This paper argues that in order to harness the beneficial effects of media information literacy (MIL) on safety of journalists, strategies must be multistakeholder-driven and sensitive to intersecting forms of discrimination (including but not limited to sexism and racism).
Media and information literacy can improve safety of journalists by fostering understanding of different actors on the important role played by the media in democratic societies. This will in turn influence decision-making that is based on the premise of protecting journalists and their contribution to society.
Firstly, the paper argues that in order to harness the beneficial effects of MIL for journalists’ safety, it is necessary to involve stakeholders that go beyond constituencies that are traditionally addressed by MIL initiatives. Specifically, the paper looks at two areas: on the one hand, the role of judiciary actors in protecting safety of journalists; and on the other, journalists’ safety in times of elections, specifically in the context of disinformation campaigns.
Examining these two case studies, the paper discusses how building the MIL competencies of these actors can contribute to creating a safer environment for journalists.
Judicial operators in some cases lack basic understanding not only of the role of journalists in a democratic society, but also of the practical implications of journalistic work. It is therefore necessary to engage in enhancing skills of judicial operators, including judges, on the journalistic process of gathering, assessing, creating, and presenting news and information, or topics such as source protection.
Furthermore, journalists are specifically threatened during times of elections and within the context of disinformation campaigns. This paper claims that electoral management bodies should be included in MIL efforts. If electoral regulators recognize the role of journalists and have a basic understanding of the journalistic process, they can perceive journalists as allies in fighting disinformation campaigns. However, this also implies an understanding of media independence.
Secondly, this paper argues that media information literacy must take into account intersecting forms of discrimination in order to contribute effectively to improving the safety of journalists. This includes gender-based discrimination, but also racism and other forms of identity-based violence. Threats and violence against journalists are informed by discriminatory ideas such as sexism and racism and therefore, deconstructing these ideas as well as addressing openly possible strategies in combating them must be part and parcel of MIL efforts.

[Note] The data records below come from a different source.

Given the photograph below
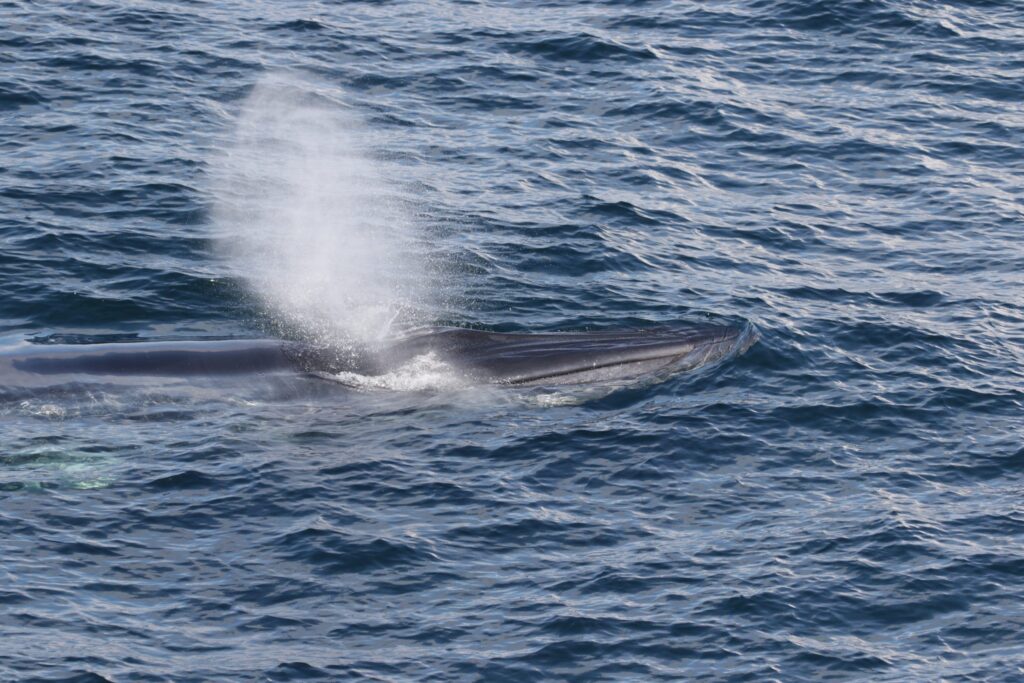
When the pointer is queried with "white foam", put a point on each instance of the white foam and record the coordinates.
(305, 213)
(424, 373)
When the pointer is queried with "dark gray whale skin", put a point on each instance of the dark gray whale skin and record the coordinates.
(477, 355)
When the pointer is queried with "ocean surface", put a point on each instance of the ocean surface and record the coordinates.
(842, 502)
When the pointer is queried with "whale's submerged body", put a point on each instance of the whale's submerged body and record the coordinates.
(476, 356)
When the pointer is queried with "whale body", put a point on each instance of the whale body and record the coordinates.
(478, 356)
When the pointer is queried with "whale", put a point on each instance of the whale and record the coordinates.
(475, 355)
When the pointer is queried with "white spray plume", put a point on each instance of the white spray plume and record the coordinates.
(307, 216)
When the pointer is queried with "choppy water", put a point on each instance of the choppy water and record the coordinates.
(843, 502)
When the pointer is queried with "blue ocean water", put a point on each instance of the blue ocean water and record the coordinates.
(841, 502)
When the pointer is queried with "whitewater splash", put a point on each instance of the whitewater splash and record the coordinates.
(307, 216)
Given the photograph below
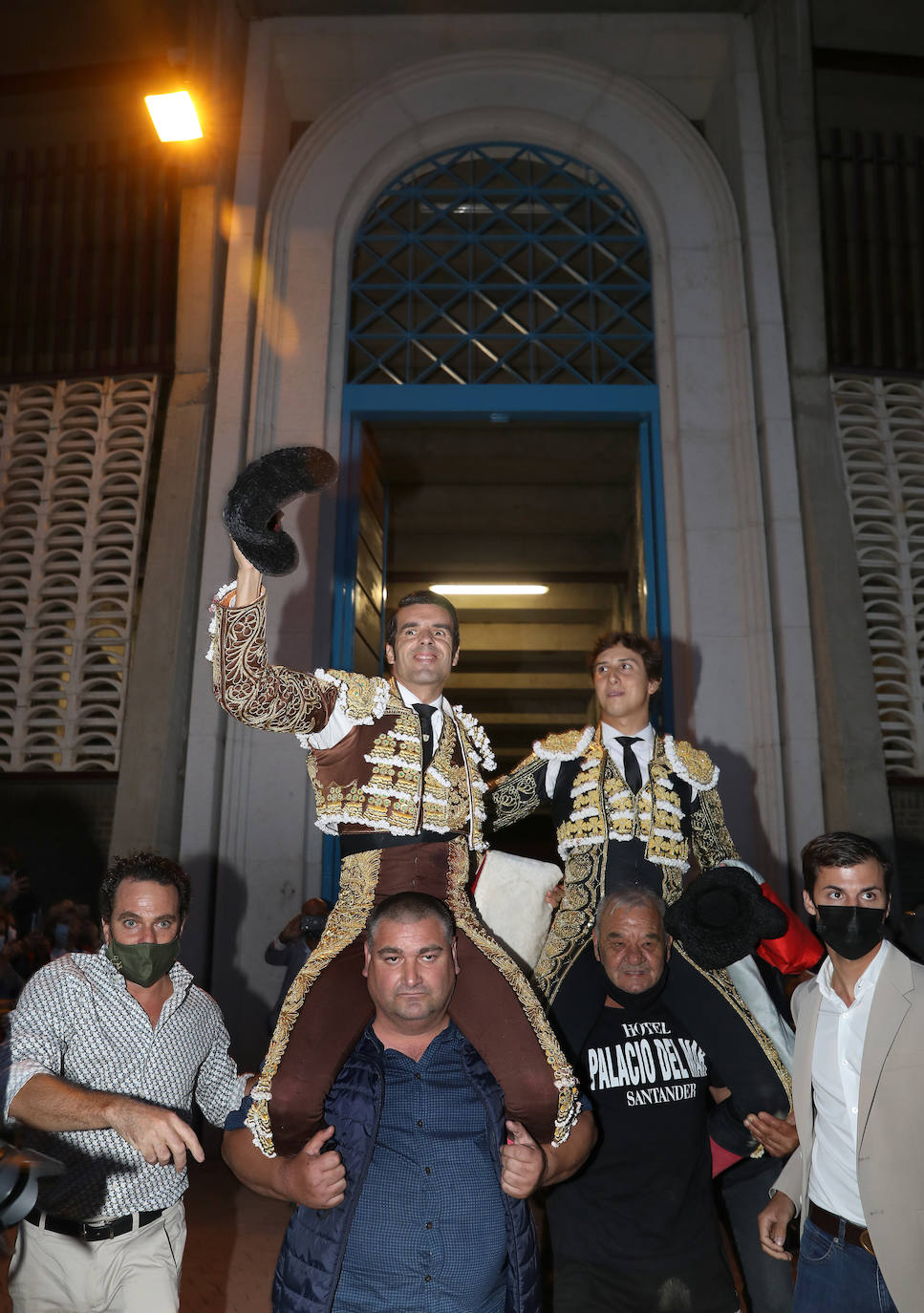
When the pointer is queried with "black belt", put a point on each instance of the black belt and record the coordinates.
(831, 1225)
(92, 1231)
(351, 843)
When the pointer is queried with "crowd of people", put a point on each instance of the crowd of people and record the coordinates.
(420, 1088)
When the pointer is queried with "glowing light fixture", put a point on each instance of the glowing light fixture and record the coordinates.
(175, 117)
(490, 590)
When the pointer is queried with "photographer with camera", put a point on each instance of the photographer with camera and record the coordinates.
(108, 1052)
(292, 947)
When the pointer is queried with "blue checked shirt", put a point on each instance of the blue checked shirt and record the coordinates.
(428, 1235)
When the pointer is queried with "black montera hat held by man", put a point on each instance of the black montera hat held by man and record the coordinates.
(252, 512)
(722, 916)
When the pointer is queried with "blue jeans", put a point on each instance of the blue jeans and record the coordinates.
(833, 1277)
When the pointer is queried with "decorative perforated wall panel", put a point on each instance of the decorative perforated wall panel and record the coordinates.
(501, 264)
(74, 463)
(881, 429)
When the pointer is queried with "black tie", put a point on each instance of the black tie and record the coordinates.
(632, 772)
(425, 713)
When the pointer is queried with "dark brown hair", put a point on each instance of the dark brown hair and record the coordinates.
(842, 849)
(410, 906)
(649, 649)
(143, 866)
(422, 599)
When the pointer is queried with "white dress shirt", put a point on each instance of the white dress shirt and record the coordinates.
(643, 747)
(835, 1082)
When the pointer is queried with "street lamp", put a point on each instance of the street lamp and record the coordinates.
(175, 117)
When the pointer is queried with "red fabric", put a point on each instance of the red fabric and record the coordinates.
(796, 951)
(722, 1158)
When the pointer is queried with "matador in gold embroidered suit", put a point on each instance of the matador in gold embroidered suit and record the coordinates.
(404, 822)
(634, 807)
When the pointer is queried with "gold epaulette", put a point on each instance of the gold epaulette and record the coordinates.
(691, 763)
(565, 747)
(361, 699)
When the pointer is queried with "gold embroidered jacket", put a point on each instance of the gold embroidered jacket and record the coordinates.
(677, 807)
(372, 779)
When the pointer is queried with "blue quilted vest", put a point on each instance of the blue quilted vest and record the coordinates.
(309, 1266)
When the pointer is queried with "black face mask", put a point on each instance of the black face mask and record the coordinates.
(312, 927)
(640, 1001)
(850, 931)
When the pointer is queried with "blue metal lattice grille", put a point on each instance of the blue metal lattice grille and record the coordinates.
(501, 264)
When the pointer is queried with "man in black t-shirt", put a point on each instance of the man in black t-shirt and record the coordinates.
(635, 1231)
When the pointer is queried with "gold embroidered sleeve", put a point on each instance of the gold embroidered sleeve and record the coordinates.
(712, 842)
(269, 698)
(516, 794)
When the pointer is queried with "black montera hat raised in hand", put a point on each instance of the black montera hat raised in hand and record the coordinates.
(722, 916)
(252, 512)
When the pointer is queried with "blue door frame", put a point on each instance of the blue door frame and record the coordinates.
(483, 402)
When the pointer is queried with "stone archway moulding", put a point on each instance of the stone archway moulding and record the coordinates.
(675, 184)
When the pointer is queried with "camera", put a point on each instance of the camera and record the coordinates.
(20, 1173)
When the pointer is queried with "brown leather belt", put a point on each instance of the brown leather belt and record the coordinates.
(831, 1224)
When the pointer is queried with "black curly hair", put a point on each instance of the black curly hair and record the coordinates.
(143, 866)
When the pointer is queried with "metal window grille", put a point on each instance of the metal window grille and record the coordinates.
(74, 466)
(881, 431)
(501, 264)
(871, 189)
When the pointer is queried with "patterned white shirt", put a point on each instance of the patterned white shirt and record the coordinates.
(835, 1085)
(76, 1019)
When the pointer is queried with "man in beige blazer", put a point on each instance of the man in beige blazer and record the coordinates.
(857, 1176)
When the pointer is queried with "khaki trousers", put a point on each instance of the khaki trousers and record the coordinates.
(137, 1273)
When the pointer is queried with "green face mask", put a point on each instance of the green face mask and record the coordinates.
(143, 964)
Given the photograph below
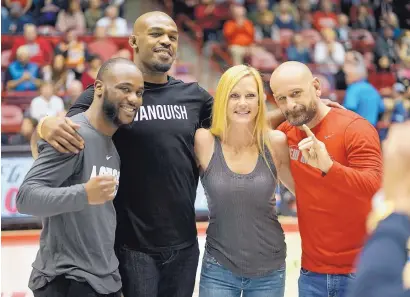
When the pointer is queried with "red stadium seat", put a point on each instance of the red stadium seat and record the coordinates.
(286, 37)
(11, 118)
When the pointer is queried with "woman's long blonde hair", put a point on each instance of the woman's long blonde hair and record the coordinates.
(219, 125)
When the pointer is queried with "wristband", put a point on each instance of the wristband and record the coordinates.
(39, 126)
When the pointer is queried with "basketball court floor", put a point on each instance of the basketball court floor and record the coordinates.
(19, 248)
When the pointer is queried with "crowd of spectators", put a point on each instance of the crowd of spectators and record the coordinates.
(358, 47)
(48, 58)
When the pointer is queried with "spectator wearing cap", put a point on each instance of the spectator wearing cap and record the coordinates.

In conclusion, this paper puts forth two key claims, namely the need to adopt a multistakeholder approach when employing MIL strategies for safety of journalists and the need to mainstream the issue of intersecting forms of discrimination into these. By looking at two different areas related to journalistic safety, actors involved as well as issues at stake, the paper suggests that MIL can be a key component in creating an ecosystem that promotes safety of journalists more effectively.